2.1 Design of an attachable locally-resonant metamaterial (a-LRM) unit cell

In this study, as a building unit cell structure of an a-LRM for local resonance, we adopted a cantilever-type structure with a rigid mass at the tip (Fig. 1a); the structure is similar to the one proposed in a previous study where the structure was used for improving the sound radiation performance from a vibrational plate [52, 53]. This structure is easy to fabricate, and its operating frequency range can be tuned simply by varying the geometric parameters and tip mass properties. Acryl and titanium were used as the host beam and rigid tip mass, respectively. To design an a-LRM unit cell with a target low-frequency bandgap range of 300–450 Hz, we exploited the fact that the first and second bending resonance frequencies of the unit cell correspond to the start and end frequencies of the target bandgap range, respectively. The bending resonance frequencies of the a-LRM unit cell were experimentally verified to correspond to the start and end frequencies of the bandgap, as discussed in the next section.

Therefore, eigenfrequency analysis of the a-LRM unit cell was performed to calculate the bending resonance frequencies, and the dimensions and tip mass of the unit cell were adjusted to correspond to the target bandgap range. Because we used a titanium cylinder with a mass of 6 g as the tip mass for fabrication, the a-LRM unit cell was designed by adjusting only the dimensions of the unit cell while the tip mass was fixed at 6 g for practical convenience. The final dimensions are shown in Fig. 1a and b.
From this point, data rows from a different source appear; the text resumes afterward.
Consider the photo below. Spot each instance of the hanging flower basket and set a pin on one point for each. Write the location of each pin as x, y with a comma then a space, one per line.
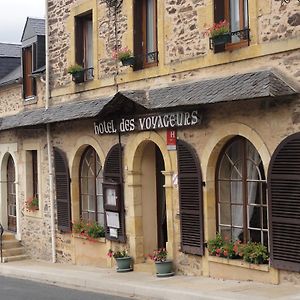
221, 39
128, 61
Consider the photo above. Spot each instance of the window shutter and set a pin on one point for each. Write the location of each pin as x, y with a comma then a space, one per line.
62, 182
284, 204
113, 173
190, 199
79, 49
219, 15
138, 34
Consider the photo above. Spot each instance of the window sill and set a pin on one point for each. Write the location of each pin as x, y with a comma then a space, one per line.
83, 237
238, 263
30, 100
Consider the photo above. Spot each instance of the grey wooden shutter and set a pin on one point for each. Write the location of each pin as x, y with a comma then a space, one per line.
284, 204
190, 199
113, 173
62, 182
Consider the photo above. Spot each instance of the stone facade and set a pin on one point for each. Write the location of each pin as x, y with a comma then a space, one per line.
184, 56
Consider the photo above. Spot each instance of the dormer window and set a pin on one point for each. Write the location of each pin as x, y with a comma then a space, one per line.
84, 43
33, 55
29, 83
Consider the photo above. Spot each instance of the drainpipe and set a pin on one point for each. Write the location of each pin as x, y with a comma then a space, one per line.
49, 145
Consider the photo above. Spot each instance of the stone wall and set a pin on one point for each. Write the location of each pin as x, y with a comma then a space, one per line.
278, 22
59, 41
186, 39
11, 99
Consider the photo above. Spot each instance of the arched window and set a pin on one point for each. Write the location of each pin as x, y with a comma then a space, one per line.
241, 193
91, 195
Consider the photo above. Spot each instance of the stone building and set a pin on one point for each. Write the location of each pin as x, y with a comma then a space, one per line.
192, 138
It is worthy to note that a systematic structural optimization such as topology optimization can be utilized to match the bending-mode-induced bandgap to the desired low-frequency range specified [54, 55]. Although this optimization falls outside the scope of the current study and will be addressed in future research, we will explore the effects of the geometric parameters of the a-LRM unit cell on bending resonance frequencies through a parametric study in Sect. 3.1.
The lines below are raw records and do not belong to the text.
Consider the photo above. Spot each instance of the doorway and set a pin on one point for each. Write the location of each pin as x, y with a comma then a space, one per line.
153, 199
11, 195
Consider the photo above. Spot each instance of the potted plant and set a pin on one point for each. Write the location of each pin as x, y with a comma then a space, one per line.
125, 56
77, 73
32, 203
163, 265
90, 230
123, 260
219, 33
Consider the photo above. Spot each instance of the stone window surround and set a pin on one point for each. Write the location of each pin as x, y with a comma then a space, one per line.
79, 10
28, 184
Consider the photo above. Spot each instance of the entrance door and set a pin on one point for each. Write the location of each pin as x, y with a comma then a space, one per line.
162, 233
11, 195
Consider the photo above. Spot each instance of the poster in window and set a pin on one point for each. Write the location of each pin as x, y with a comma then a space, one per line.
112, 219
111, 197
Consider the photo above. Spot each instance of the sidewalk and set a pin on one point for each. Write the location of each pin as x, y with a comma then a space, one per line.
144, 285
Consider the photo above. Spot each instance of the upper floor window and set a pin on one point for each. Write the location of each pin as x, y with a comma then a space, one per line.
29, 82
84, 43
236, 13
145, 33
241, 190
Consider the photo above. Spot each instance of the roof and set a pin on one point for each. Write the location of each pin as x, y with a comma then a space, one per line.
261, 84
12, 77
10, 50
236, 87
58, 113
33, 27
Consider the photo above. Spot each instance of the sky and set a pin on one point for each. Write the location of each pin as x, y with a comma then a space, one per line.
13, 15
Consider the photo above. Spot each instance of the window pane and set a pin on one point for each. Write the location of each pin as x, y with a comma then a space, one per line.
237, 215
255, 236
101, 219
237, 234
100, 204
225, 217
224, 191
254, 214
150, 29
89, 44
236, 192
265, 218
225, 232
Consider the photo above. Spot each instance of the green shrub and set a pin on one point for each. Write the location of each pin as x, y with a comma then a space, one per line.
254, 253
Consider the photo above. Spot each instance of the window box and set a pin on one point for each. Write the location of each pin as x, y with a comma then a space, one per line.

2.2 Dispersion analysis of the designed a-LRM unit cell

The designed a-LRM unit cell is modeled using a full 3D solid model, and the partial differential governing equation of the time-harmonic wave motion for the linear elastic structure of an isotropic material without any body or traction forces is expressed as Eq. (1).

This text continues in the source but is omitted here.